Bus Rapid Transit to Destroy Downtown

As with any major plan, downtown will be the heart of Bus Rapid Transit. Unfortunately, if no real noise is made by the community, it will have devastating effects on everyone's desire to have a vibrant and pedestrian/retail friendly core.

Some issues discussed at the Northside JTA BRT presentation:

1. BRT will have its own transportation center, separate from the Prime Osborn transportation center. They plan to demolish the block of historic buildings where Cartouche was located for this bus depot. Just to put everyone's mind at ease, the Greyhound Bus station was preserved, meaning downtown can become the home to FOUR transportation centers/depots.
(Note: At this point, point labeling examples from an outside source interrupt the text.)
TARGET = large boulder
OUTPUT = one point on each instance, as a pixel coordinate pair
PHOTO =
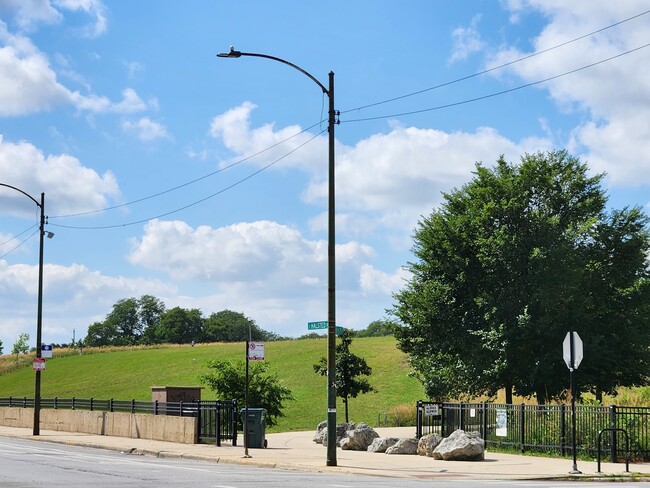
(461, 446)
(358, 439)
(427, 444)
(404, 446)
(382, 443)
2. Parallel parking spaces on Forsyth, Bay, Philip Randolph and Broad will be eliminated and converted into bus lanes. Check out downtown Houston to get a better idea of the harm this causes. Imagine walking down the Bay Street Town Center or Florida Theater with buses flying by you at 40 miles an hour.

3. Adams Street will be closed to through traffic, making it a transit mall, which sounds like a recreation of the 1971 Master Plan that brought us the one-way loop system we still struggle with today. Sounds more like the Twilight Zone, instead of progress.

4. All Downtown BRT routes will parallel the skyway on both sides of the river. Why introduce a system that competes with the one we already have for ridership? Was the $184 million for the Skyway considered play money?

5. Instead of using the city-owned S-Line for rapid transit, current plans are to purchase private right-of-way along I-95 up to Gateway Mall. While it's a straight shot, it avoids where people actual live/work and what will you do when you get dropped off at a station next to an expressway ramp?

This is a serious issue that is ten times more important to this community than many things that cause an uproar. If we want to keep downtown sexy, as presented in a recent EU article, we all need to get out and raise hell to stop JTA from spending $700 million on a bus plan that will set downtown back a decade or two. Any ideas?

Issues Discussed at the Southside JTA BRT Presentation


SE route (Prime Osborn to Baymeadows Road)

1. It parallels the skyway, including placing BRT stations next to the skyway's Riverplace Station and Kings Avenue Station. If this becomes reality, what would be anyone's reason for taking the Skyway over to the Southbank?

2. The plan shown on the maps made available for viewing had a BRT line using FEC's rail right-of-way from just south of the Kings Avenue garage to Emerson Street, before running down the middle of Phillips Hwy. Weird enough, there's no station planned at Atlantic Blvd (San Marco Square), one of the most pedestrian friendly areas South of the river.

3. The BRT line would be elevated from Phillips/Bowden Road to I-95 and JTB. No wonder this project will cost hundreds of millions. Not only do you have to purchase private ROW, you're also building what amounts to an elevated highway for a pretty large section.

4. The last station ends at the Shell gas station at Baymeadows & I-95. How can you invest that much in a system that can't even get you close to the Avenues Mall, something commuter rail could easily do for less than a quarter of the cost.

5. Here's the jaw dropper. I always assumed costs would be higher than the 2004 estimate of $611 million, so I asked a JTA planner what he believed the new figure would come in at and he quickly stated probably around $1 BILLION DOLLARS for the entire system! This means if anything happens, due to the higher cost, the system may be reduced in length to make it more feasible to pull off.


SW route ( Downtown to Blanding at 103rd St.)

JTA plans to purchase rail right-of-way from CSX to run BRT from the Prime Osborn to FCCJ's Kent Campus on Roosevelt Blvd. From that point, a large bridge would be built to take buses over the railroad tracks (the same line that will have its freight traffic significantly reduced to allow Orlando to implement commuter rail) to Blanding.

The major problem is Blanding's worst traffic conditions are on the south side of I-295, but this BRT line goes no-where near that area, meaning 20 years from now, we still won't have an alternative source for Blanding Blvd traffic flowing North into Jax.

So after all the debate about how difficult it is to negotiate with rail companies, we find out that they have to negotiate with them anyway to run buses on their right-of-way.